Global Load Control
- Company type: Subsidiary
- Industry: Aviation
- Founded: 2004; 22 years ago
- Headquarters: Cape Town, South Africa
- Area served: Worldwide
- Services: Load control for airlines
- Number of employees: 260 ^{[when?]}
- Parent: Lufthansa Group
- Website: globalloadcontrol.com

= Global Load Control =

Remote aviation services company

Global Load Control (GLC) is a South African subsidiary of the German-based Lufthansa Group, and was established in Cape Town in 2004. The company provides remote weight and balance and load control services to its parent company Lufthansa, as well as other airlines.

GLC operates from its three centers in Cape Town, Brno and Istanbul. These three centers handle more than 140 Lufthansa stations and process some 1800 flights a day.

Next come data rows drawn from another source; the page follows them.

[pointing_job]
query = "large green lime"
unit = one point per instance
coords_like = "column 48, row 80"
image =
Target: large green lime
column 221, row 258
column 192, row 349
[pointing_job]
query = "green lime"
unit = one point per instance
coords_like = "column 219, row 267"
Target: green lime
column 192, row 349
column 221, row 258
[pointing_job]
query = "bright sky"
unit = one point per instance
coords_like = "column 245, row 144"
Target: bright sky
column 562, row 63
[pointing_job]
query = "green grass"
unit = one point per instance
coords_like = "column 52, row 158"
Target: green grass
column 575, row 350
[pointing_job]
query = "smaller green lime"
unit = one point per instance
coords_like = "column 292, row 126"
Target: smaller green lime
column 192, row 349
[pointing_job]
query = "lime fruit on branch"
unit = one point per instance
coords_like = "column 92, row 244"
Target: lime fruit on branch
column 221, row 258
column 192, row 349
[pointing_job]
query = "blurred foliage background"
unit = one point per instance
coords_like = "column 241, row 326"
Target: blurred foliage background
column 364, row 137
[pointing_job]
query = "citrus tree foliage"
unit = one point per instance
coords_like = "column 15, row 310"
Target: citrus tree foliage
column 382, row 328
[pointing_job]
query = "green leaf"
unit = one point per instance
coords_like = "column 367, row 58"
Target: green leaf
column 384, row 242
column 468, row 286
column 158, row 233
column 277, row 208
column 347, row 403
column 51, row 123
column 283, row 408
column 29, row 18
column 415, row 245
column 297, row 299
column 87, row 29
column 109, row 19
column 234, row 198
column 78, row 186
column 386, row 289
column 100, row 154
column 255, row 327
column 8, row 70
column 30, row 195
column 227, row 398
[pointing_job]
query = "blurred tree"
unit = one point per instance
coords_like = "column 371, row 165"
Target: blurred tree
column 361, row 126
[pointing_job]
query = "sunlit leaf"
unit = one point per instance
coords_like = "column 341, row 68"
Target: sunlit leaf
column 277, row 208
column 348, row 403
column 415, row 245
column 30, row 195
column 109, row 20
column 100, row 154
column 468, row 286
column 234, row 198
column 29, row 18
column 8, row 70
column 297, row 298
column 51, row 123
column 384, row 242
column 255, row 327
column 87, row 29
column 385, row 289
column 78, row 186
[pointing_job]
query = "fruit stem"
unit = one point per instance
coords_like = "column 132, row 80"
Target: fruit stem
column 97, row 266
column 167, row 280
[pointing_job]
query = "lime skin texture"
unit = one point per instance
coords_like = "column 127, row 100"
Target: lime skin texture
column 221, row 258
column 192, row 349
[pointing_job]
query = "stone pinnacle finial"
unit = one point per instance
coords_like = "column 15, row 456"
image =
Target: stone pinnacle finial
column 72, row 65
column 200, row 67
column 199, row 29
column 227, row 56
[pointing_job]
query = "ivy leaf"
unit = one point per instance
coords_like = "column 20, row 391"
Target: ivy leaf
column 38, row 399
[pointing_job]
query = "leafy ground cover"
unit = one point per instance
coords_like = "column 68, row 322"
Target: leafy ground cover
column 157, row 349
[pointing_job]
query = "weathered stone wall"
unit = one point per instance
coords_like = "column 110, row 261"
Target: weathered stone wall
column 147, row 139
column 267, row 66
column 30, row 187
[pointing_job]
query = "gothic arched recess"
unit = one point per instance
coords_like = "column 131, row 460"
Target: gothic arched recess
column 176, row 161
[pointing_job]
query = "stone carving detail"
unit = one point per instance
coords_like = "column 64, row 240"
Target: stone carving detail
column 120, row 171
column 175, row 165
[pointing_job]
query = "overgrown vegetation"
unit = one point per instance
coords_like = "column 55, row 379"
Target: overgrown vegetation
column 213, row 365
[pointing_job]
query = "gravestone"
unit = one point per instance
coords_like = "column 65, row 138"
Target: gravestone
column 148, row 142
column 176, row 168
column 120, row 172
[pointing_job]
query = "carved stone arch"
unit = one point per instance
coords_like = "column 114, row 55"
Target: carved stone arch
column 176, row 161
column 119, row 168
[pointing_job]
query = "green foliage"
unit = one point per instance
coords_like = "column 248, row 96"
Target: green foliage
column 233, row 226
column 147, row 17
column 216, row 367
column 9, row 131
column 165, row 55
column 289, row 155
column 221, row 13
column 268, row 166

Global Load Control's operations center in Cape Town became Lufthansa's first load control center outside of Germany. Before this, Lufthansa maintained two centralized load control centers in Munich and Frankfurt.

==History==
- 2004: Global Load Control founded by Lufthansa in Cape Town, South Africa
- 2007: Second operations center established in Brno, Czech Republic
- 2009: Third operations center established in Istanbul, Turkey

==Controversy==
Lufthansa's decision to open a centralized load control center outside of Germany was unpopular with Lufthansa load controllers based in Frankfurt and Munich as they feared the loss of their jobs. Union involvement for a time prevented long haul flights departing from Germany to be processed by the new load control center in Cape Town.

Lufthansa's move to outsource its load controlling needs to its centers in Cape Town, Istanbul and Brno where motivated by more affordable operations costs. The cost of processing flights outside of Germany are around 30 percent cheaper. Another motivating factor that influenced Lufthansa to outsource its load controlling to Cape Town, Brno and Istanbul was due to the high number of German expatriates and local inhabitants with a good knowledge of German living in these cities.

In 2008 concerns were raised as to the quality of work the Global Load Control center in Cape Town was able to deliver, with one client airline calling for Lufthansa's load control operations for Frankfurt airport to be moved back to Frankfurt. In response to this criticism, Lufthansa has stated that a move towards remote centralized load controlling and from manual loadsheets to electronic loadsheets was in the airlines best interest, and that steps have been taken to address the concerns about quality.

Since then, Global Load Control has received its Dekra ISO 9001:2008 certification, and states on its corporate website that it is committed to ...producing a quality service by focusing on the principles of safety, punctuality and economy..., and that its quality management systems are continually reviewed and improved.